AKT: The importance of Nabokov’s Lolita in his life surprised me. Did you know about this beforehand?

JP: I had heard him talk about his father reading him Lolita. We didn’t know that he would talk about it. That he would talk about seeing his father transform. Everything was improvised. We had no idea what he was going to say. That was all done in one take with no script. It’s a great way to work. As a director you’re never really sure what your film is going to be.

AKT: By coincidence, I have an interview scheduled later today with the directors of The Last Of Robin Hood about Errol Flynn’s last relationship. In their film they have a scene where Errol Flynn talks to Stanley Kubrick about possibly being cast in Lolita. How did you first encounter Nick Cave?

JP: He was the first musician to ask us to make a music video. Iain and I have been making contemporary art, video and sound installations for 21 years together.

AKT: Do you remember the first time you noticed him? Not necessarily in person but his work? As somebody who was on this Earth?

JP: For me it was Iain who made me a mixed tape when we first got together and there were a few Nick Cave songs in there.

IF: I guess when I was in school.

AKT: I noticed him first watching Wings of Desire (1987) by Wim Wenders.

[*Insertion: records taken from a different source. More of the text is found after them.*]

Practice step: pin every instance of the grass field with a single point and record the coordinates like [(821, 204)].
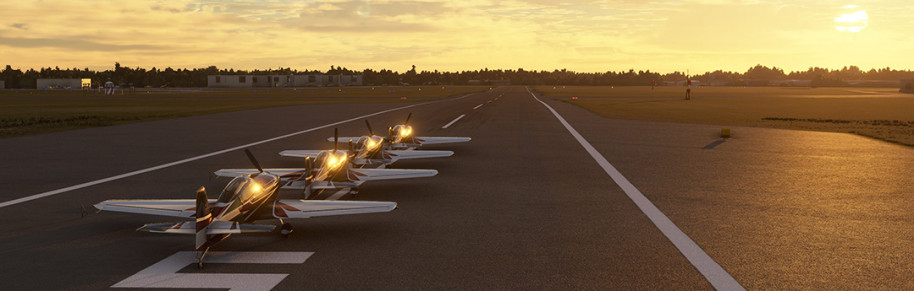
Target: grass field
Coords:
[(880, 113), (26, 112)]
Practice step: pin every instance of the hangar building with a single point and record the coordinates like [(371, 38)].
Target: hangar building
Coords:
[(63, 83), (254, 81)]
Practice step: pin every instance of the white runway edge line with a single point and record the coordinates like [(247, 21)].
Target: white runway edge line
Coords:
[(137, 172), (452, 121), (713, 272)]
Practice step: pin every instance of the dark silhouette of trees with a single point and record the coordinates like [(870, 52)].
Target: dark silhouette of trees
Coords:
[(170, 77)]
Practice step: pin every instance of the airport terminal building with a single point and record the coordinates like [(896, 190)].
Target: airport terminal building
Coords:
[(266, 81)]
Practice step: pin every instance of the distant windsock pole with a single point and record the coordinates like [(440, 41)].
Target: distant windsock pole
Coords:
[(109, 88), (688, 86)]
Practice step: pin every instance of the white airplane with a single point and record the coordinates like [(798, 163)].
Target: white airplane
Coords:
[(246, 199), (333, 171), (400, 137), (372, 151)]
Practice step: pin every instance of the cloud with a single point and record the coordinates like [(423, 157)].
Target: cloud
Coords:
[(72, 44)]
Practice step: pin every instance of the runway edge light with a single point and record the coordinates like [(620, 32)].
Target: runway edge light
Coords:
[(725, 132)]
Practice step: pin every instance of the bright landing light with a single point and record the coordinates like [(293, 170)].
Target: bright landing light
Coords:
[(853, 21)]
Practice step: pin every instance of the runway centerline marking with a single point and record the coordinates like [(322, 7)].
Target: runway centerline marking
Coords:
[(713, 272), (162, 166), (452, 121), (164, 274)]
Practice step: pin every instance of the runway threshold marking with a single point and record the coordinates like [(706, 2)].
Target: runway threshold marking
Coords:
[(711, 270), (164, 274), (453, 121), (162, 166)]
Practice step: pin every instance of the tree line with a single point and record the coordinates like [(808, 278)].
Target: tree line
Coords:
[(169, 77)]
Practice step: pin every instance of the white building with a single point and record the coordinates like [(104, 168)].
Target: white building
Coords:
[(229, 81), (311, 80), (63, 83)]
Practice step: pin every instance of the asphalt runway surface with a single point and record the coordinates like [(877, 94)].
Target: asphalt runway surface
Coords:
[(521, 206)]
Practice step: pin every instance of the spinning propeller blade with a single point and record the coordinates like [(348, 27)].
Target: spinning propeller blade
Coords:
[(370, 132), (253, 160)]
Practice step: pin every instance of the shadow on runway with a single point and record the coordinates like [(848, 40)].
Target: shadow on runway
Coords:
[(714, 144)]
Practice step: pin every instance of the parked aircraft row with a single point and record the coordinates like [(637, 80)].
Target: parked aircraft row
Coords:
[(253, 194)]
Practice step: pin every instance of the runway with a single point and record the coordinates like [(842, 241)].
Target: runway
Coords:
[(521, 206)]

IF: It must have been around the time The Good Son (1990) record came out, I guess. I remember being really blown away by how at odds it sat with how everyone else was making music at that time. It felt like a timeless and important record. Most records sounded very of their time and that record sounded ageless and had a poetic quality to it.

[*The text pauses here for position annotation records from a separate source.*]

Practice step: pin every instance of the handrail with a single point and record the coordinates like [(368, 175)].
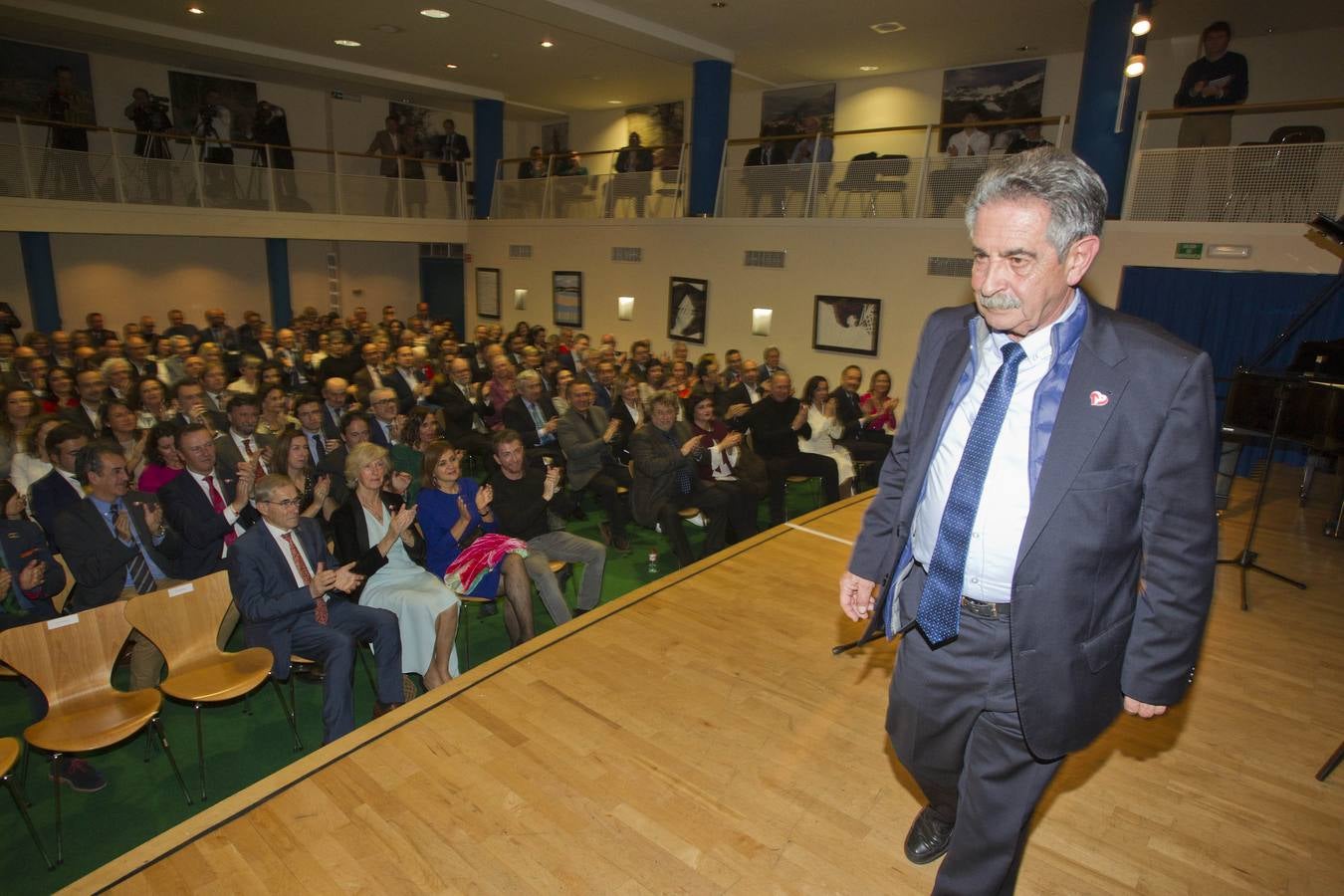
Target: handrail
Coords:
[(590, 152), (1250, 108), (1043, 119), (185, 135)]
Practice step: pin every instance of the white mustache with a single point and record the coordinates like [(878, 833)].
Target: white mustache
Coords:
[(1001, 303)]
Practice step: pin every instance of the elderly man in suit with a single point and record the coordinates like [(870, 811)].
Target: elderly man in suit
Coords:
[(117, 546), (586, 437), (1052, 453), (295, 598), (664, 454)]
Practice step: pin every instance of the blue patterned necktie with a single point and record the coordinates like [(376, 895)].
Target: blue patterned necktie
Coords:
[(940, 604)]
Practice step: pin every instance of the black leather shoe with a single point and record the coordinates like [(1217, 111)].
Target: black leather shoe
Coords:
[(928, 837)]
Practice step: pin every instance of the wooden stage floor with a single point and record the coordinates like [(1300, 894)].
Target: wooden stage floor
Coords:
[(699, 737)]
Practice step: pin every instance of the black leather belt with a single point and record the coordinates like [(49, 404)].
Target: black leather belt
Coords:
[(984, 608)]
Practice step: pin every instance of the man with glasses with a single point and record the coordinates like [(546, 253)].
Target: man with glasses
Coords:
[(295, 598)]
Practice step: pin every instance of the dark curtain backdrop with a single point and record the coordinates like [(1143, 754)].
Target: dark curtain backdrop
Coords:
[(1233, 316)]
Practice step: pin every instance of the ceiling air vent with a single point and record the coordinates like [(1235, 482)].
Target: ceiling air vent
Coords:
[(941, 266), (765, 258)]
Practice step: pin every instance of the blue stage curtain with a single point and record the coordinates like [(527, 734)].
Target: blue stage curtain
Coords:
[(1233, 316)]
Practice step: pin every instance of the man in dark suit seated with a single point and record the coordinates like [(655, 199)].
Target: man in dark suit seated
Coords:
[(241, 442), (777, 423), (117, 546), (664, 454), (60, 488), (207, 507), (464, 408), (293, 598), (533, 415)]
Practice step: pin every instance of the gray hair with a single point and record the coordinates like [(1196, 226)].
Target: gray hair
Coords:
[(1072, 191), (665, 398)]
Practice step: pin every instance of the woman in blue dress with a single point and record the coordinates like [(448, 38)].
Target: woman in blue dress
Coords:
[(463, 541)]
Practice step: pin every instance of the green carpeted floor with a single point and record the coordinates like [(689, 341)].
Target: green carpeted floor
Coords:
[(142, 798)]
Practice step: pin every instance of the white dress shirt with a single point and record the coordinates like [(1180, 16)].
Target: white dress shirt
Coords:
[(1006, 500)]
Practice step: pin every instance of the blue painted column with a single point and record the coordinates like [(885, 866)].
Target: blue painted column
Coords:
[(709, 130), (41, 274), (488, 123), (277, 276), (1099, 97)]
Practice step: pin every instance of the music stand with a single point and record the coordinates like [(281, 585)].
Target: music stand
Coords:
[(1246, 559)]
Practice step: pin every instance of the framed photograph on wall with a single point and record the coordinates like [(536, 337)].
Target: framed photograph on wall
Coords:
[(845, 324), (688, 308), (488, 292), (567, 297)]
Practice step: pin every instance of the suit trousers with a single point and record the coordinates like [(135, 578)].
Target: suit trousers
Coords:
[(335, 644), (953, 723), (571, 549), (799, 464)]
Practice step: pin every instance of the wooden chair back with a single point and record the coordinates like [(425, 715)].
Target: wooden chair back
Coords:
[(69, 657), (183, 621)]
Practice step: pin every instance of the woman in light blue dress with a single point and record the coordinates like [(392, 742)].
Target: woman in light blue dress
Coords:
[(372, 530)]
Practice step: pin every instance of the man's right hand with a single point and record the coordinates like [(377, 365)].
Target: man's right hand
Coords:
[(856, 598)]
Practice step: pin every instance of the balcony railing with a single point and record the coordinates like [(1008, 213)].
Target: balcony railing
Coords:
[(880, 172), (1293, 171), (588, 185), (183, 171)]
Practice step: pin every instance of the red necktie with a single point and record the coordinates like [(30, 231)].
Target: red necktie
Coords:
[(217, 501), (319, 604)]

AKT: Anthropophagy sets the tone at the start of your film. Very daring to begin with cannibalism.

JP: Yeah, Nick wrote that.

AKT: And you put it at the start. Can you talk a bit about your structuring, your placement of the shocking, the poetic and the mundane?

IF: That idea that Nick talks about of being a "cannibal" - that life is cannibalised into song and into the world he is creating is a really important piece to understand that world. The brilliant thing about Nick as an artist is that he is writing generally about things that are true. They might be churned through a kind of imagination, through a creative mythological fantastical world. There is a real human truth. Getting these ideas out there early on is important.

AKT: You made an interesting segue from cannibalism to truth. Did I miss something?

JP: The cannibalism is only a metaphor.

AKT: Religion comes up but doesn't take center stage. It does so more in his songs. What was your decision making about religion?

JP: We could really only work with what Nick said. That's the beauty of riding that fine line between construction and reality, between fiction and documentary. Nothing in the film was scripted. Nothing Nick said was pre-planned. We were waiting for him to come back to earth.

At this point, as if right on cue, Nick saunters over towards our table.

AKT: Now I can tell you in person, greetings from [an old friend].

Nick Cave: Oooooh, Oh yeah!

Nick to Jane and Iain: How long have you been doing this [the interviews]?

IF: A while. How are you doing?

NC: Great. See you later.

JP: See you, love.

Nick, dressed in a colorful shirt and customary jacket, leaves as quickly as he came.

AKT: You end on a very green nightly lawn.

JP: The garden he is walking in is the garden opposite his house in Brighton. It's a great green.

20,000 Days On Earth will have its UK premiere on August 13 at Somerset House in London and will open in New York on September 17 and in LA on the 26.